Asthma

Asthma is a disease of airways that is characterized by increased responsiveness of the tracheobronchial tree to a multiplicity of stimuli. Asthma is manifested physiologically by a widespread narrowing of the air passages which may be relieved spontaneously or as a result of therapy and clinically by paroxysms of dyspnea, cough, and wheezing. It is an episodic disease, acute exacerbations being interspersed with symptom-free periods. Typically, most attacks are short-lived, lasting minutes to hours, and after them the patient seems to recover completely clinically. However, there can be a phase in which the patient experiences some degree of airway obstruction daily. This phase can be mild, with or without superimposed severe episodes, or much more serious, with severe obstruction persisting for days or weeks, a condition known as status asthmaticus.

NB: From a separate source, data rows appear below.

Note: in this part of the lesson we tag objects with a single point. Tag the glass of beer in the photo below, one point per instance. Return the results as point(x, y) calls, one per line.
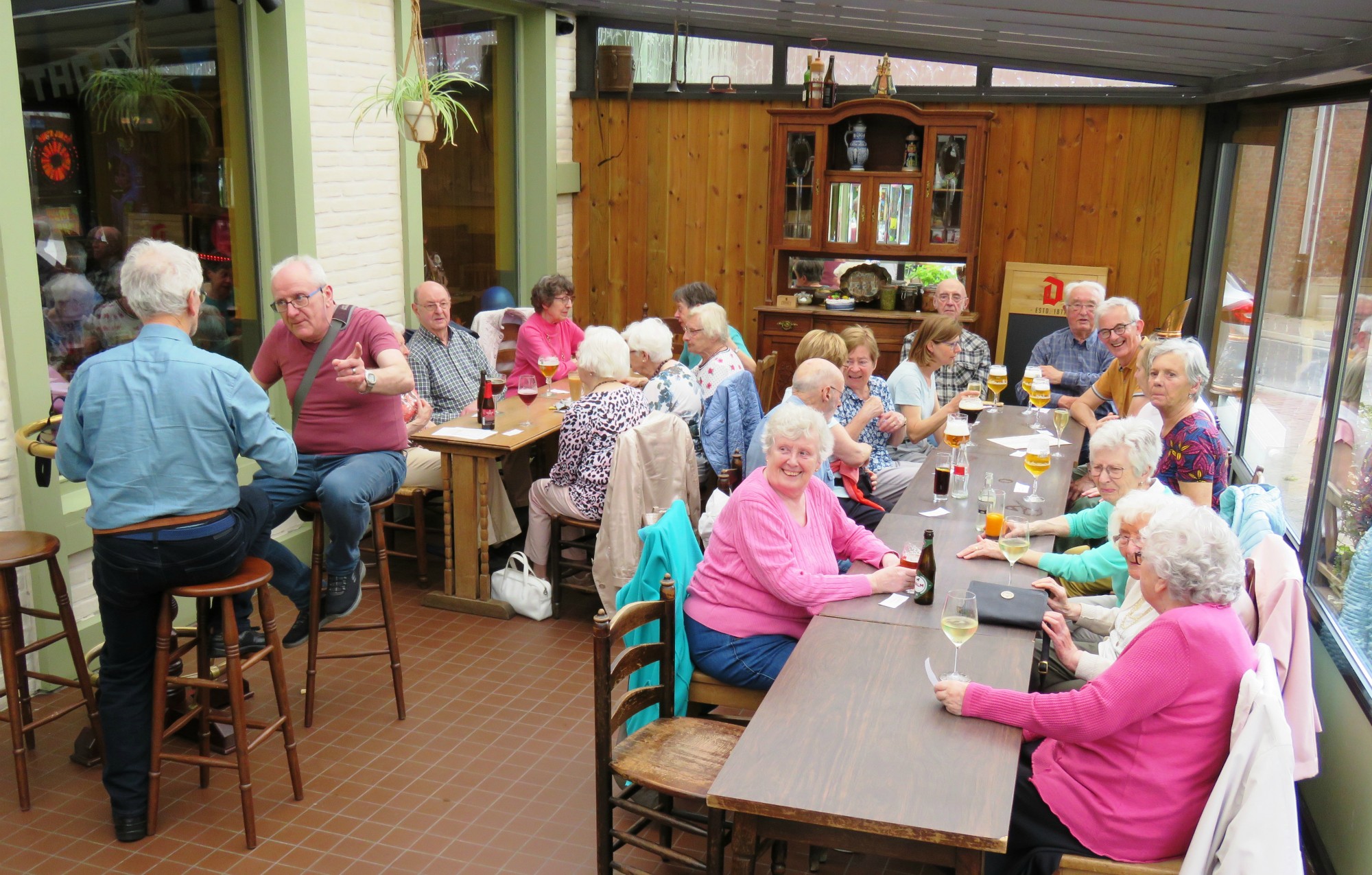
point(997, 382)
point(943, 476)
point(997, 515)
point(1013, 546)
point(1041, 393)
point(548, 366)
point(960, 625)
point(1061, 417)
point(1027, 383)
point(1037, 461)
point(971, 408)
point(528, 391)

The prevalence and incidence of asthma is difficult to assess with certainty because of the lack of reliable population-based figures which have used uniform diagnostic criteria. However, it has been suggested that approximately 5 percent of adults and 7 to 10 percent of children in the United States and Australia have the disorder. Bronchial asthma occurs at all ages but predominantly in early life. About one-half of the cases develop before age 10 and another third occur before age 40. In childhood, there is a 2:1 male/female preponderance which equalizes by age 30.

From an etiologic standpoint, asthma is a heterogeneous disease, and attempts to define it in etiologic or pathologic terms have proved difficult. It is useful for epidemiologic and clinical purposes to classify the forms of this disease by the principal stimuli that incite or are associated with acute episodes. However, it is important to emphasize that the distinction between various types of asthma may often be artificial, and the response of a given subclassification may be initiated by more than one type of stimulus. With this reservation in mind, one can describe two broad groups: allergic and idiosyncratic.

Allergic asthma is often associated with a personal and/or family history of allergic diseases such as rhinitis, urticaria, and eczema; positive wheal-and-flare skin reactions to intradermal injection of extracts of airborne antigens; increased levels of IgE in the serum; and/or positive response to provocation tests involving the inhalation of specific antigen.

A significant segment of the asthmatic population will present with negative family or personal histories of allergy, negative skin tests, and normal serum levels of IgE, and therefore cannot be classified on the basis of defined immunologic mechanisms. These we term idiosyncratic. Many of these will develop a typical symptom complex upon contracting an upper respiratory illness. The initial insult may be little more than a common cold, but after several days the patient begins to develop paroxysms of wheezing and dyspnea that can last for days to months. These individuals should not be confused with the so-called infective asthmatics or with persons in whom the symptoms of bronchospasm are superimposed upon chronic bronchitis.

Unfortunately, many patients will not clearly fit into either of the above categories but will fall into a mixed group with features of each. In general, those patients whose onset of disease is in early life will tend to have a strong allergic component to their illness, while those who develop their asthma late tend to be nonallergic or to have mixed etiologies.